The rotation is more involved. Before you can construct the rotation matrix, you must be aware of these helpful and non-obvious properties of all rotation matrices:

- The first row of a rotation matrix corresponds to the axis of the incoming space that will become the x-axis of the outgoing space. For example, if you want the world vector \(\begin{bmatrix}a&b&c\end{bmatrix}\) to become eye vector \(\begin{bmatrix}1&0&0\end{bmatrix}\), then you'd form this rotation matrix:

$$ \begin{bmatrix} a & b & c & 0 \\ \ldots & \ldots & \ldots & 0 \\ \ldots & \ldots & \ldots & 0 \\ 0 & 0 & 0 & 1 \\ \end{bmatrix} $$

- The second row of a rotation matrix corresponds to the axis of the incoming space that will become the y-axis of the outgoing space.
- The third row of a rotation matrix corresponds to the axis of the incoming space that will become the z-axis of the outgoing space.
- All rows are pendendicular to each other.

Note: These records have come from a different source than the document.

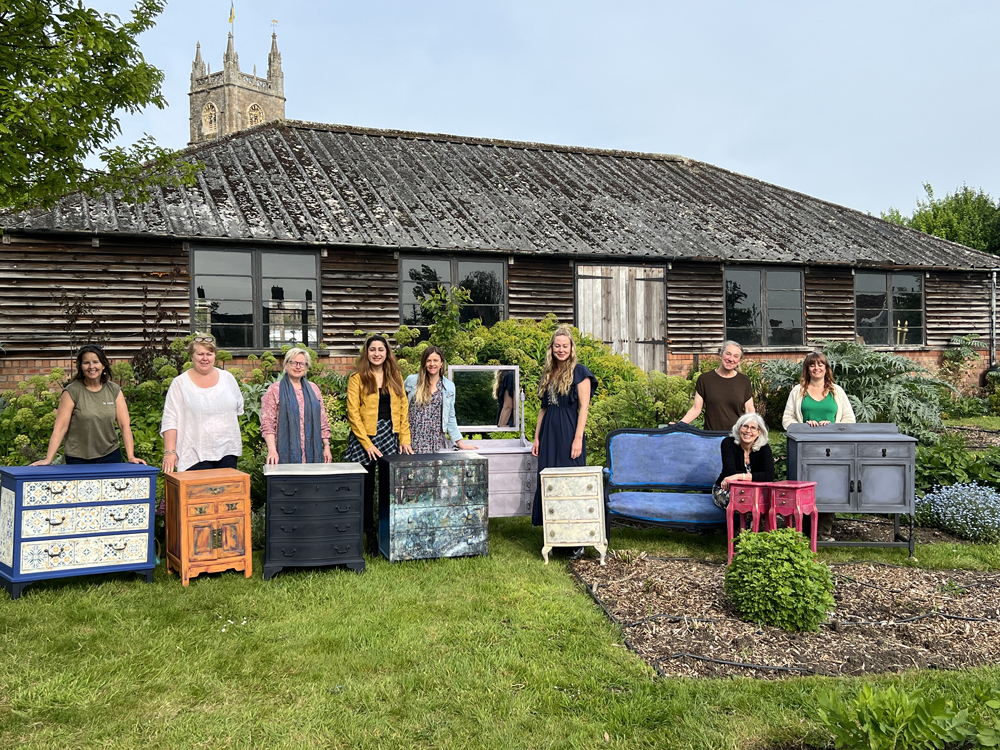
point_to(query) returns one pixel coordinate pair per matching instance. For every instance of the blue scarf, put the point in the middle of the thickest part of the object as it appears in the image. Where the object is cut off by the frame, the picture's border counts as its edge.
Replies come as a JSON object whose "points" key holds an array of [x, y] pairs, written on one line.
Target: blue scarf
{"points": [[289, 445]]}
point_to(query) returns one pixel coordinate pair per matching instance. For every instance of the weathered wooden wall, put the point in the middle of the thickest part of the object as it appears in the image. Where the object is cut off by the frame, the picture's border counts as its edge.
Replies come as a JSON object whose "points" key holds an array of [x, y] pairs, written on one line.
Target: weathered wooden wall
{"points": [[624, 307], [122, 282], [829, 303], [539, 286], [360, 291], [696, 309], [956, 304]]}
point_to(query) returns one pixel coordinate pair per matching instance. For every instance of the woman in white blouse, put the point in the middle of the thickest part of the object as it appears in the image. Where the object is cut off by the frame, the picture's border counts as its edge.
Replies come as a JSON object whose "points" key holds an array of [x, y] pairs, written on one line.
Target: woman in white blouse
{"points": [[200, 426]]}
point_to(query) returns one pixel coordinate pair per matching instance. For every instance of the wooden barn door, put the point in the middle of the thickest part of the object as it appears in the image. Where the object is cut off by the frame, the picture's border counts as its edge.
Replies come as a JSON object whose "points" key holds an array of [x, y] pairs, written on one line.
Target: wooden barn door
{"points": [[624, 306]]}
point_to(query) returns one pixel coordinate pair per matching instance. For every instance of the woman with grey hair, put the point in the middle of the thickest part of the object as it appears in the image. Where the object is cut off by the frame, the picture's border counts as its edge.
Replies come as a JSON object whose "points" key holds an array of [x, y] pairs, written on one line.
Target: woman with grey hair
{"points": [[293, 420], [745, 456]]}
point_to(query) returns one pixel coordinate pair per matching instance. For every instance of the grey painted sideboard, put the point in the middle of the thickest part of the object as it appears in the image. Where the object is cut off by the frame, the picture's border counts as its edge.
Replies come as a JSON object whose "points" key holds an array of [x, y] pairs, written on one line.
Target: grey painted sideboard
{"points": [[858, 468]]}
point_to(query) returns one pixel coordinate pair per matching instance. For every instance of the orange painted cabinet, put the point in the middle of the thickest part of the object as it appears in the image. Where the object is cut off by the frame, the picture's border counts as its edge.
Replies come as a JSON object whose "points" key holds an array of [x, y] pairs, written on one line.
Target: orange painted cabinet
{"points": [[208, 522]]}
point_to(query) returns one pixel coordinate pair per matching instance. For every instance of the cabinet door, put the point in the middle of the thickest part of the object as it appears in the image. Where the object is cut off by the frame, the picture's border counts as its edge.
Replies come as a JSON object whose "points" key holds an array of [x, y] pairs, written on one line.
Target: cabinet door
{"points": [[833, 484], [201, 536], [884, 486]]}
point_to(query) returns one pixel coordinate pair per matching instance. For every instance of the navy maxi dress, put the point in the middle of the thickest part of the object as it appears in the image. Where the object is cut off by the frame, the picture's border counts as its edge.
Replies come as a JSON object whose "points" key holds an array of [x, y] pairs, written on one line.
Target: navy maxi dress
{"points": [[558, 431]]}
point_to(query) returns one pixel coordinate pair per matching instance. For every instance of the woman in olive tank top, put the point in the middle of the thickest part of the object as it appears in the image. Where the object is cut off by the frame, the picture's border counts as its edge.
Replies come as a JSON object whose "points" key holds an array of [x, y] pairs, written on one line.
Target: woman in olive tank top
{"points": [[90, 407]]}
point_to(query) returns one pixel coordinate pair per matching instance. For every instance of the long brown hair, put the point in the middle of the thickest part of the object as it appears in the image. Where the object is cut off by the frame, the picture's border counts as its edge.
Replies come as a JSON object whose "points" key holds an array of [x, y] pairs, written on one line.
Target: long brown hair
{"points": [[827, 376], [423, 394], [557, 377], [391, 377]]}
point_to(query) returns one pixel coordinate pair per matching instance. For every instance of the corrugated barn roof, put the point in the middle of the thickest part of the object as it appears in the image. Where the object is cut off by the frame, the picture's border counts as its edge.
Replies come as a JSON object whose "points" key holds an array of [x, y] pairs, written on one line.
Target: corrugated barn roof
{"points": [[298, 182]]}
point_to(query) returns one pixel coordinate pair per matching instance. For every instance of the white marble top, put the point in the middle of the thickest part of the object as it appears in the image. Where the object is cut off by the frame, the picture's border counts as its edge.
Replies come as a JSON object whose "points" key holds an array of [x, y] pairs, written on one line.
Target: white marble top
{"points": [[311, 469]]}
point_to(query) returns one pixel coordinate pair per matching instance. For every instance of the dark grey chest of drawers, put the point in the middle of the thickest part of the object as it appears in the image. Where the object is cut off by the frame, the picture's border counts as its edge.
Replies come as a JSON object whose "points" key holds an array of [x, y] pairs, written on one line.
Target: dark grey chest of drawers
{"points": [[858, 468], [433, 505], [313, 516]]}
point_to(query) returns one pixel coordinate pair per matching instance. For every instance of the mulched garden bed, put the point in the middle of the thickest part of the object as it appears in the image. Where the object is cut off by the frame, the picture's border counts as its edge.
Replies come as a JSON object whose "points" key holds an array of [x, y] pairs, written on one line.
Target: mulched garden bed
{"points": [[675, 615]]}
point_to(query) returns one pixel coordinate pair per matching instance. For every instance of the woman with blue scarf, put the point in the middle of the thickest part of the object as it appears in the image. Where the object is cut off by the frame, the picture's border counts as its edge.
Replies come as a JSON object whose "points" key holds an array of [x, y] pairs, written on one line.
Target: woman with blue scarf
{"points": [[295, 435]]}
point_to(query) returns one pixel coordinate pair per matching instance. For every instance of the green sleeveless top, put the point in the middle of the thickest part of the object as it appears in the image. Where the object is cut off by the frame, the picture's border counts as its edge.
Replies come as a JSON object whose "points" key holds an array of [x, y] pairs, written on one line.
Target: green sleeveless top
{"points": [[92, 432], [819, 411]]}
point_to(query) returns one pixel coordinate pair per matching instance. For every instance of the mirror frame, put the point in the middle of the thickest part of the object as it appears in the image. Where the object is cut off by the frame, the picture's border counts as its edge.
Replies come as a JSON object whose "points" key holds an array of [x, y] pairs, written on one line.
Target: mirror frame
{"points": [[519, 426]]}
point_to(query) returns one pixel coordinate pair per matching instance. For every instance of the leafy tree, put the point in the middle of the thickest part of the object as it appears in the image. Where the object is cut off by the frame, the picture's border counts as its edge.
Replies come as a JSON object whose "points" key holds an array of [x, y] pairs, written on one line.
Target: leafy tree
{"points": [[970, 217], [65, 73]]}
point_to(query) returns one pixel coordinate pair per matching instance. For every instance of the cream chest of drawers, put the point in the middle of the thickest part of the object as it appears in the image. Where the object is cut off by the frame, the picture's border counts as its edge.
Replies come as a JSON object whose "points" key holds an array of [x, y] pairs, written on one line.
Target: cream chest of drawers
{"points": [[573, 509], [59, 521]]}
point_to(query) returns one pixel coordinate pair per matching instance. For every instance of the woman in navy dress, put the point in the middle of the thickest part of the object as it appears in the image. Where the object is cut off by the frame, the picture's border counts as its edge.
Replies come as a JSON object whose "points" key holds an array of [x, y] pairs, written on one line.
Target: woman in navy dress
{"points": [[565, 389]]}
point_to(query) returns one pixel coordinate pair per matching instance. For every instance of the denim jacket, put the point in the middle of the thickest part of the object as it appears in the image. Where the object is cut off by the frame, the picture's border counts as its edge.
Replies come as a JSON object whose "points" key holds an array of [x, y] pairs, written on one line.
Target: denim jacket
{"points": [[449, 424]]}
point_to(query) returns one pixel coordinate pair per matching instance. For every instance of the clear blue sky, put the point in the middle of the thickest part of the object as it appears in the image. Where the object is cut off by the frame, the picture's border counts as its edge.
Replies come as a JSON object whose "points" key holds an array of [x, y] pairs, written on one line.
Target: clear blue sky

You derive the rows using these facts and the three parameters. The world vector that maps to eye vector \(\begin{bmatrix}0&0&1\end{bmatrix}\) is the normalized vector that leads from the object of focus to the camera's position:

`normalize(from - to)`

However, later on you will need a vector that points in the opposite direction. You might as well compute this inverse now. The vector that leads from the camera to the object of focus is often called the forward vector:

`forward = normalize(to - from)`

The forward vector is the camera's focal direction. It states which way the camera is pointing.

The inverse of this forward vector forms the third row of the rotation matrix since it becomes the positive z-axis in eye space:

$$ \begin{bmatrix} ? & ? & ? & 0 \\ ? & ? & ? & 0 \\ -\mathrm{forward}_x & -\mathrm{forward}_y & -\mathrm{forward}_z & 0 \\ 0 & 0 & 0 & 1 \\ \end{bmatrix} $$

You need the world vector that becomes eye vector \(\begin{bmatrix}1&0&0\end{bmatrix}\). This vector aligns with the viewer's outstretched right arm. At first blush, your parameters don't seem to offer much information about this right direction. However, you do know the forward and up directions. The right vector is perpendicular to both of these. If you cross them, you'll have your right vector:

`right = cross(forward, worldUp)`

The right vector forms the first row of the matrix:

$$ \begin{bmatrix} \mathrm{right}_x & \mathrm{right}_y & \mathrm{right}_z & 0 \\ ? & ? & ? & 0 \\ -\mathrm{forward}_x & -\mathrm{forward}_y & -\mathrm{forward}_z & 0 \\ 0 & 0 & 0 & 1 \\ \end{bmatrix} $$

The only row missing is the world vector that becomes eye vector \(\begin{bmatrix}0&1&0\end{bmatrix}\). One of the parameters to your `lookAt`

function is the world's up vector, so it must be the one to form the middle row, right? No, not always.

Remember your player standing at the top of the hill? If the player's feet are planted on the ground, you'd send along \(\begin{bmatrix}0&1&0\end{bmatrix}\) as the world's up vector. But if the player is looking down at the village, then the forward vector and up vector are not perpendicular to each other. In rotation matrices, all vectors must be perpendicular. This means that you can't use `worldUp`

directly in your matrix.

The up vector that goes in your matrix must be perpendicular to the right and forward vectors you've already computed. You therefore cross them to get the camera's up vector:

`up = cross(right, forward)`

The camera's up vector forms the second row of your matrix:

$$ \begin{bmatrix} \mathrm{right}_x & \mathrm{right}_y & \mathrm{right}_z & 0 \\ \mathrm{up}_x & \mathrm{up}_y & \mathrm{up}_z & 0 \\ -\mathrm{forward}_x & -\mathrm{forward}_y & -\mathrm{forward}_z & 0 \\ 0 & 0 & 0 & 1 \\ \end{bmatrix} $$

This rotation matrix effectively swings the focal direction so that it aligns with the negative z-axis of eye space. When combined with the translation matrix described earlier, you have your `eyeFromWorld`

matrix. With it, you gain the ability to place the eye anywhere in the world and looking in any direction.